Thursday, June 02, 2005

What's Good About Leaving Orthodoxy

In this post, I'd like to focus on the positive aspects of leaving Orthodoxy. In my experience, Orthodox people often assume that you've left religion for the bacon cheeseburgers and guilt-free promiscuity, and while there is pleasure to be found in such temptations, many of us have left for deeper reasons.

The big one for me is the freedom to be myself. Such freedom lies along at least three lines: intellectual, moral, and personal.

Intellectually, I can be fearless. I no longer have to struggle to reconcile scientific truths which are becoming more and more evident with teachings from a flawed, 3000-year-old book*. If I'm interested in anthropology or history or paleontology or biology, I can go charging off in pursuit of truth without hesitation or fear of undermining my narrow worldview. If I'm studying Torah, I don't have to bend over backwards to explain an apparent contradiction or avoid thinking about the Tanach in certain ways. If a respected Rabbi, from this generation or a thousand years ago, says something stupid or offensive, I can say that it's stupid or offensive.

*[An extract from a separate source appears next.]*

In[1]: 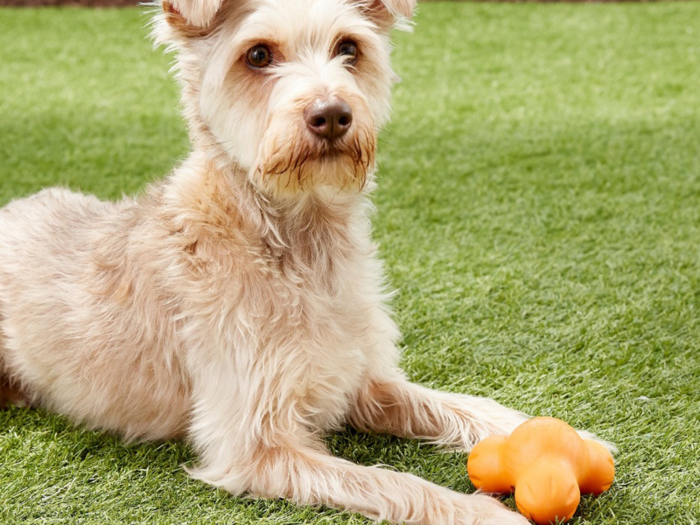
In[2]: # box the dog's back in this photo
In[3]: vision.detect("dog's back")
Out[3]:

Morally, I am free to believe that men who love men and women who love women are no better and no worse than men who love women or women who love men. I don't have to do logical somersaults to prove that the Torah doesn't really mean what it clearly states in order to justify my moral beliefs. I am free to support and be happy for Jews who want to marry non-Jews and to be horrified at parents who guilt-trip or go so far as to sit shiva for intermarried children. I am free to check the organ donor box on my driver's license, knowing that if something awful happens to me, God doesn't want me to selfishly hoard my organs or find a way to ensure that only Jews receive them. I can be a feminist without holding back. I don't have to consult my Rabbi to see how I feel about stem cell research.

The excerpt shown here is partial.